Even with all the happy and jolly songs aboard, Musgraves knows it’s not a real country Christmas album without some blues. Possibly the best holiday album released this year, A Very Kacey Christmas is one of those discs that’s bound to be a modern-day holiday tradition for years to come.
R Kelly has proven to be a douche bag in his personal life of many sorts over the years, and sometimes it comes off in his music, particularly with the ego-intoxicated The Buffet (2015) and smut-smitten Black Panties (2013). But for the holidays, the self-proclaimed Pied Piper of R&B he rolls all that back and acts like he’s being nice rather than naughty for Santa. After a mild piano solo and a quiet prayer of peace on the album opener “My Wish for Christmas,” he sways into the Stevie Wonder-esque original “Snowman.” He places himself in Frosty’s shoes and comes up with cute lines to remember: “I’m just a snow man looking for a snowgirl, someone to share my snow world.” Kelly keeps the original egg nog and cognac pouring on “Home for Christmas” and the Quiet Storm-entranced “Mrs. Santa Claus.”

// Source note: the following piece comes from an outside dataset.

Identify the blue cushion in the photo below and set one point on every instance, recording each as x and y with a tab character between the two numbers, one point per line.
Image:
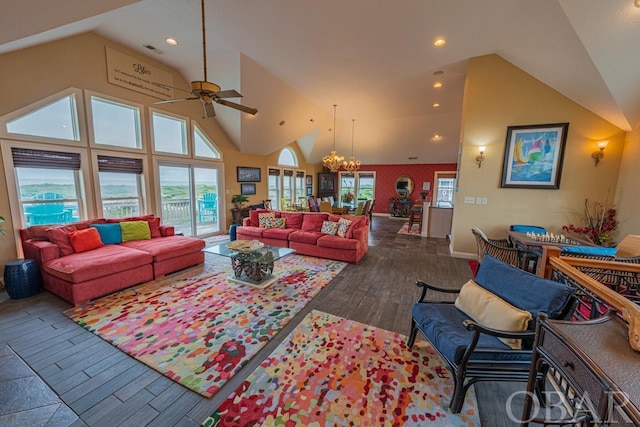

Actually, of all the twelve tracks aboard the disc, not one of them is a familiar carol or hymn. Kelz still isn’t immune to producing laughable moments, evidenced on the Disney-heavy fairy tale-ish “Once Upon a Time.” But when he finds what works, he gleams like a winter wonderland. The R&B midtempo grooves of “The Greatest Gift,” the sophisticated contemporary R&B title track and the bluesy “Christmas Lovin’,” a song that sounds like a clone of Bill Withers’ “Use Me,” are the proudest of the bunch.